I have visited these gardens previously about twenty years or so ago known as Hadspen after the house they are the grounds for and under the stewardship of Sandra and Nori Pope.  The gardens were very different then as the Pope's were known for their experiments with colour.  It is worth noting that the Newt is the third iteration of this garden in recent times as prior to the Popes the garden was designed by Penelope Hobhouse.  It is not often though that I get to visit a garden that has taken on a new identity so this made this visit even more interesting.  Much is now different yet there are also constants.  The Walled Garden is still a dominating feature with its distinctive egg-shape. 

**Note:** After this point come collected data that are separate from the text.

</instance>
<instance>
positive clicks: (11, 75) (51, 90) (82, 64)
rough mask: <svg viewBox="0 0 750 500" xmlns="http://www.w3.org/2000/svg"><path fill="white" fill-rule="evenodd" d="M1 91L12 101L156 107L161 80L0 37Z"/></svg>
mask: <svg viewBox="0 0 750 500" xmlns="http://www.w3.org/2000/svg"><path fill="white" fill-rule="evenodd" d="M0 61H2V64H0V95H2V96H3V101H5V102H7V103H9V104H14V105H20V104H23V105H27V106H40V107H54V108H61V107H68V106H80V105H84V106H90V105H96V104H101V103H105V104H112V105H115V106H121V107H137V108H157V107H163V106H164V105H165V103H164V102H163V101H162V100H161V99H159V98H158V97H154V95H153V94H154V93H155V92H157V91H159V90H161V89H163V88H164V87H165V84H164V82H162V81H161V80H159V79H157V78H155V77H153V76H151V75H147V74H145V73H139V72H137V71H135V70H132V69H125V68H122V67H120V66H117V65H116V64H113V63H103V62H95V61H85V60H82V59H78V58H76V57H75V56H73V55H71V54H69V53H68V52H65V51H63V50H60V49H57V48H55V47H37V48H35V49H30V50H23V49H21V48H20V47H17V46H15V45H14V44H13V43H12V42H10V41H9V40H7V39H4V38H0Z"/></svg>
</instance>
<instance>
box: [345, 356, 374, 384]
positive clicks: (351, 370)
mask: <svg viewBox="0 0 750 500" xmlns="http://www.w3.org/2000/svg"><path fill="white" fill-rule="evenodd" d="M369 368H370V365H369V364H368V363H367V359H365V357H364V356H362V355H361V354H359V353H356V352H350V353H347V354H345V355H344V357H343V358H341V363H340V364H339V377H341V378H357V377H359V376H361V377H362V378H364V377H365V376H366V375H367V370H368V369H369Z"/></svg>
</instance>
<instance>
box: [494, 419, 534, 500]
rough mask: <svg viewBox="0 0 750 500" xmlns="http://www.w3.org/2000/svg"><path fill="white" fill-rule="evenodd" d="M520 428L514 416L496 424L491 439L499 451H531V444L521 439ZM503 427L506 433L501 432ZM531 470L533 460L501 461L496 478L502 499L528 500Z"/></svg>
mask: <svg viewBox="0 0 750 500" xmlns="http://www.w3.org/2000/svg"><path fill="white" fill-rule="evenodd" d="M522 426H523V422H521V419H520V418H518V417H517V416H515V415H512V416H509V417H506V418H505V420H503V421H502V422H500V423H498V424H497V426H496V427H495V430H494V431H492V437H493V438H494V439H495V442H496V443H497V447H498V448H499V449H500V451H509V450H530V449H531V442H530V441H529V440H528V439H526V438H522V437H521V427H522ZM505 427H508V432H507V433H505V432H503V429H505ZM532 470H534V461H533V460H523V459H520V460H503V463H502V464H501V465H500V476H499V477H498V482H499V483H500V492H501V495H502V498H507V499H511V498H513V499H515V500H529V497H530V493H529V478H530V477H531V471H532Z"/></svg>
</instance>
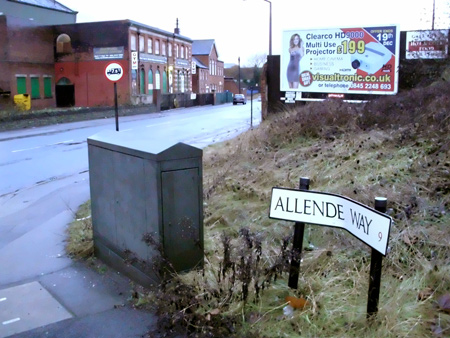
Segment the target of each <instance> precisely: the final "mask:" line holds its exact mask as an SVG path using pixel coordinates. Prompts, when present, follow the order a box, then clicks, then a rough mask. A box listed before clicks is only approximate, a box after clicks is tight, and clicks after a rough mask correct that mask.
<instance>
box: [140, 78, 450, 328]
mask: <svg viewBox="0 0 450 338" xmlns="http://www.w3.org/2000/svg"><path fill="white" fill-rule="evenodd" d="M449 92H450V85H449V83H448V82H441V83H440V84H439V85H433V86H429V87H427V88H420V89H415V90H412V91H409V92H405V93H402V94H399V95H397V96H395V97H383V98H380V99H378V100H376V101H372V102H369V103H366V104H358V105H356V104H346V103H342V102H339V101H325V102H322V103H309V104H307V105H305V106H302V107H300V108H297V109H291V110H289V109H286V110H285V111H282V112H280V113H279V114H276V115H272V116H270V117H269V119H268V120H266V121H264V122H263V123H262V124H261V125H260V126H259V127H258V128H256V129H254V130H252V131H248V132H247V133H245V134H242V135H241V136H239V137H238V138H236V139H234V140H231V141H227V142H225V143H223V144H219V145H214V146H211V147H208V148H206V149H205V151H204V167H203V172H204V178H203V181H204V197H205V199H204V201H205V208H204V211H205V215H204V216H205V220H204V223H205V230H204V233H205V248H206V252H205V268H204V269H203V270H202V271H192V272H190V273H187V274H183V275H176V276H173V279H171V280H170V281H165V282H164V283H163V284H162V287H161V288H160V289H159V290H151V291H148V290H142V289H141V290H139V292H140V293H141V295H142V297H141V298H140V299H141V300H140V304H142V303H146V302H147V304H153V305H154V307H155V310H156V311H157V313H158V316H159V328H160V332H159V333H160V335H161V336H164V335H165V336H167V337H170V336H171V335H173V334H175V333H174V332H180V331H181V332H183V333H185V334H187V335H189V336H196V337H232V336H239V337H361V336H364V337H446V336H449V335H450V318H449V317H450V316H449V309H448V307H450V304H449V305H448V307H447V305H446V304H447V303H446V302H445V299H446V298H445V297H446V295H448V294H449V293H450V250H449V245H448V242H449V238H450V227H449V224H450V216H449V205H450V194H449V193H450V180H449V179H450V159H449V151H450V150H449V149H450V140H449V137H448V135H449V132H450V130H449V129H450V117H449V109H450V98H449V96H448V93H449ZM303 176H307V177H310V179H311V186H310V188H311V189H312V190H317V191H324V192H330V193H337V194H340V195H344V196H348V197H350V198H353V199H354V200H357V201H359V202H361V203H363V204H366V205H373V203H374V198H375V197H377V196H384V197H386V198H387V199H388V213H389V214H390V215H391V216H392V217H393V219H394V225H393V228H392V229H391V238H390V242H389V247H390V252H389V253H388V255H387V256H386V257H385V258H384V260H383V272H382V273H383V274H382V281H381V294H380V301H379V312H378V315H377V317H376V319H374V320H372V321H368V320H367V319H366V306H367V293H368V281H369V267H370V249H369V248H368V247H367V246H365V245H364V244H362V243H361V242H359V241H358V240H357V239H355V238H354V237H352V236H351V235H349V234H348V233H347V232H345V231H341V230H336V229H332V228H326V227H319V226H313V225H308V226H307V227H306V231H305V243H304V248H309V249H310V251H304V253H303V261H302V263H301V275H300V280H299V289H298V290H291V289H289V288H288V286H287V279H288V273H287V271H288V266H289V261H290V259H291V258H292V255H293V253H292V252H291V250H290V247H291V246H292V243H291V242H290V241H291V237H292V234H293V223H291V222H284V221H277V220H271V219H269V218H268V210H269V201H270V193H271V188H272V187H274V186H279V187H287V188H297V187H298V184H299V178H300V177H303ZM286 296H296V297H303V298H306V299H307V300H308V302H309V306H308V307H305V308H304V309H297V310H295V311H294V312H293V314H284V312H283V308H284V307H285V306H286V305H287V303H286V300H285V297H286ZM142 299H147V301H142Z"/></svg>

The journey through the garden is a journey through horticultural history, with the Walled Garden reflecting the earliest known time of when the garden was developed by being laid out in a formal Baroque style.  The garden is simply planted yet also contains several hundred UK different varieties of apples set out in geographical areas.  They are largely eating apples with some crab apples included.
The apples are grown in several different ornamental ways: some espalier, some cordon, some growing up frames such as the one above.

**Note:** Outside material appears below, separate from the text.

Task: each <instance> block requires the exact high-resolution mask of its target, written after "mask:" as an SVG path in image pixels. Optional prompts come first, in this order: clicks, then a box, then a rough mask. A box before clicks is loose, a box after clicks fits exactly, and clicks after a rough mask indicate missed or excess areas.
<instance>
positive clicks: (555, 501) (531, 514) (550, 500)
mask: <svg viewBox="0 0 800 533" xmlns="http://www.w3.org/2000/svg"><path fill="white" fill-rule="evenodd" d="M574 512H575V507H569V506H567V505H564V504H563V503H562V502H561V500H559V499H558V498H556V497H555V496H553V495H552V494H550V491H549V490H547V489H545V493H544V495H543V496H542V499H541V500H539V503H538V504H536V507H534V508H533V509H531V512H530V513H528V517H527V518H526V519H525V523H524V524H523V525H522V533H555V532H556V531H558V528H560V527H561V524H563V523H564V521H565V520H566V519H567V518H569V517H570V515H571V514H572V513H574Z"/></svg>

There is great attention to detail and I love this Japanese inspired method of weighting down branches so that they grow to the desired shape.
The paths wind you gently through the Walled Garden,
with tempting views to take you out further into what there is to offer.

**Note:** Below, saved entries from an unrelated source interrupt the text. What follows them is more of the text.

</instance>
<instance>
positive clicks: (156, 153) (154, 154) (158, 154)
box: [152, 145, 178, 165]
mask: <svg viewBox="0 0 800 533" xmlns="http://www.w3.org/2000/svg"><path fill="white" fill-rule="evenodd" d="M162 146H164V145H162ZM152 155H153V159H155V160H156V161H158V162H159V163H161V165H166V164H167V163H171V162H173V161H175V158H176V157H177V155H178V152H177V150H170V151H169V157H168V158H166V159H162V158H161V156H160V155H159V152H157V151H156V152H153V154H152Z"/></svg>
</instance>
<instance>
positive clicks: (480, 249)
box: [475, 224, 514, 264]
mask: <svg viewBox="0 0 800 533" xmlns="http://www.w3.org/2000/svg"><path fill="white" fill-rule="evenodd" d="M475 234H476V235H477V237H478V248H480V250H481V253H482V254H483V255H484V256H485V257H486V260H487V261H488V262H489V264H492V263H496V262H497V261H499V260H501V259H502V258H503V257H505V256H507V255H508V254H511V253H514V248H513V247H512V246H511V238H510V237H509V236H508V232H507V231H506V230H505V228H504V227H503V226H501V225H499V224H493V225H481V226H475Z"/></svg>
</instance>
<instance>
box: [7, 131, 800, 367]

I remembered this little cottage when I visited previously, I think it was the cafe then and it did not have a thatched roof.  The different areas of the gardens have different themes and this is part of the Victorian bedding formal gardens. 
The cottage itself is surrounded by a more 'Arts and Crafts' style of planting.
You wander from room to room through these different gardens and it all works.  They link well.
There are reminders of the garden's history with this colourful planting in homage to the Pope's work.
and playful moments like these motion-activated toad sculptures.
The Newt is not just formal gardens.  You can wander through woodland,
and find their Isle of Avalon with its bee skeps.
There is the stunning tree walk (I admit I am not good at heights so I did not look down) that takes you into the tree canopy and along to.....
The Story of Gardening, an immersive display where you wander through gardening's history across time and continents.
There is a care and attention to detail in all that they do at The Newt that is impressive.  There is a lot to do and it is a good day out and they certainly work very hard to make sure everything is just right.  
As ever I have not covered all that there is so that there are things you can still discover for yourself.  One of my favourite moments was this 'Call for Service' telephone that admittedly is in the hotel grounds and not accessible from the garden.  I could just imagine sitting on the bench, overlooking the gardens on a warm evening and ringing for a nice vodka martini..... wistful sigh....

I had such a great visit to The Newt.  I am hugely grateful to Arthur who showed us around and was so generous with his time, knowledge and enthusiasm.   I arrived home very tired but so happy after such a great day out.